Before the big grocery stores, when the population of Windham was around 5,000 (instead of more than three times that like it is now), corner stores were the lifeblood of Windham’s several “villages” or communities.

In South Windham, Patsy’s sold groceries, Italian sandwiches, fruit and such; at Newhall, Thayer’s was the place to go for grain, gasoline, groceries and the daily gossip; at Windham Center, Hawkes’ groceries catered to the folks in the middle of town and even served as the post office for a spell. Heading north, there was Seavey’s (near the rotary) and in North Windham, Boody’s store at the corner of 115 and 302 ruled for decades, supplying everything from food to clothing. Other village stores of Windham history were at Baker’s Corner, Morrell’s Corner, and long ago, at the corner of today’s Depot Street and River Road.

East Windham, mostly on the Falmouth Road, had a couple of settlements called Little Scotland and Ireland, and its own special store – special to many who can remember Graffam’s.

About a dozen years ago, a resident brought a Graffam’s store calendar into the Windham Historical Society. As a lifelong resident, I had heard of Graffam’s but had never been there so I started asking folks what they remembered. I could barely remember Phil Graffam, son of the owner, who also ran a store right beside the first one on Falmouth Road. Here’s what I heard from those I questioned:

“Graffam’s was a landmark in East Windham. You either went to Graffam’s or you went to Russell Hall’s (corner of Falmouth and Gray roads). At Graffam’s they used to sell penny candy and I used to turn in my (soda) bottles for comic books – 10 cents if they had a cover, 5 cents if they didn’t. I bought the 5 cent ones.

“They also sold Italian sandwiches, cold soda and beer. The son, Phil, took over the penny candy business and as I remember, also had models (planes, etc.) he sold when he got older.

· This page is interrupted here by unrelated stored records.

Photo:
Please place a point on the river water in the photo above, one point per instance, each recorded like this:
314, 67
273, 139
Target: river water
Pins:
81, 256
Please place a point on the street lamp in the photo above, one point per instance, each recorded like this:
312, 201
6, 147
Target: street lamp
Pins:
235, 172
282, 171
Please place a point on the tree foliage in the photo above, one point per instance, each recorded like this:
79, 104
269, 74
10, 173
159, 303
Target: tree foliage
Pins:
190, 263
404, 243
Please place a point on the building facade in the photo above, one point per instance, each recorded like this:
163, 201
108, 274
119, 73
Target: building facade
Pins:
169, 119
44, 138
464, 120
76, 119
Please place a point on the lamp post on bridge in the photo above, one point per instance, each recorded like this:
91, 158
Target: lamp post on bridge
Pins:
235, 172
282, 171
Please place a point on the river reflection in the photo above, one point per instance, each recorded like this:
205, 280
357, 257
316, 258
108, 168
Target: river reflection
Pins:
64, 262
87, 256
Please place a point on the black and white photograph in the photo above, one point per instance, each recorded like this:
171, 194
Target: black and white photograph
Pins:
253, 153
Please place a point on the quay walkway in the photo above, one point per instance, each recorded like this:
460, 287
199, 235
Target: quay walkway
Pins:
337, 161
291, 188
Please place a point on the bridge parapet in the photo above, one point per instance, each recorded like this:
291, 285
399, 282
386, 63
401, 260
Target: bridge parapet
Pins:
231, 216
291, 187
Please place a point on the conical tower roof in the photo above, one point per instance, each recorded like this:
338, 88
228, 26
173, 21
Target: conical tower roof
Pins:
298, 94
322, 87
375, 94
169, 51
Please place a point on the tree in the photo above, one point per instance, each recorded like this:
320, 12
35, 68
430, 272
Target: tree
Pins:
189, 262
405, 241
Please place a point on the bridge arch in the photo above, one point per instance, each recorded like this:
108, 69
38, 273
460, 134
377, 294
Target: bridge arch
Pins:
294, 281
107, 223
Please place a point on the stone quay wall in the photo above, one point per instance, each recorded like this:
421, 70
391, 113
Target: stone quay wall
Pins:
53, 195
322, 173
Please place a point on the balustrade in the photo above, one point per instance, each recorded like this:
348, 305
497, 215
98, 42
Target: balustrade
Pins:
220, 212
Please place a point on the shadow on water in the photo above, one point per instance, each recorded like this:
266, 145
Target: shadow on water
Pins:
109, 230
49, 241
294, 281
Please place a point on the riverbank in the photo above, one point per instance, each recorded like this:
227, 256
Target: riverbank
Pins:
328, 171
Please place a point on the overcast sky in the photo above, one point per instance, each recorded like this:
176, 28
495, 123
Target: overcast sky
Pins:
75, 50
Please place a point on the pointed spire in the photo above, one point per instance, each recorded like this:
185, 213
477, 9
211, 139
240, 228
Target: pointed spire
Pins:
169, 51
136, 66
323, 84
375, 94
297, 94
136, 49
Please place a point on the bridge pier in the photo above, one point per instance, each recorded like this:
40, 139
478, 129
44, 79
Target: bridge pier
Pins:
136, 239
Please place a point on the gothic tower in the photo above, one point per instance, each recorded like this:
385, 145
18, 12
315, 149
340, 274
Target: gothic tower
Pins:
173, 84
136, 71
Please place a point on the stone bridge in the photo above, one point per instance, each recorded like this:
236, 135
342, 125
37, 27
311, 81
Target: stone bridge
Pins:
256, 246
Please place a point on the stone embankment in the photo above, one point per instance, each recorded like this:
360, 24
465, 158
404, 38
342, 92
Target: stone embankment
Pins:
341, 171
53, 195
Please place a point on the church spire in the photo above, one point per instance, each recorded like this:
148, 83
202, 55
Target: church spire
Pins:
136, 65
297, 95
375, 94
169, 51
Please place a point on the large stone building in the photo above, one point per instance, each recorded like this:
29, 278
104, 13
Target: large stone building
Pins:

“They had a house next door and that’s where we went to watch the fights on ‘color’ TV – by using a plastic piece of stuff that had horizontal lines of yellow, red, blue and green. It fit over the screen of the TV back in the days black and white.”

Graffam’s Store has become history, along with the villages of old Windham. Each village had several things in common: a few houses, perhaps a church, a one-room schoolhouse and a corner store that served the neighborhood. Of the old-time corner or village stores, only Thayer’s in Newhall remains.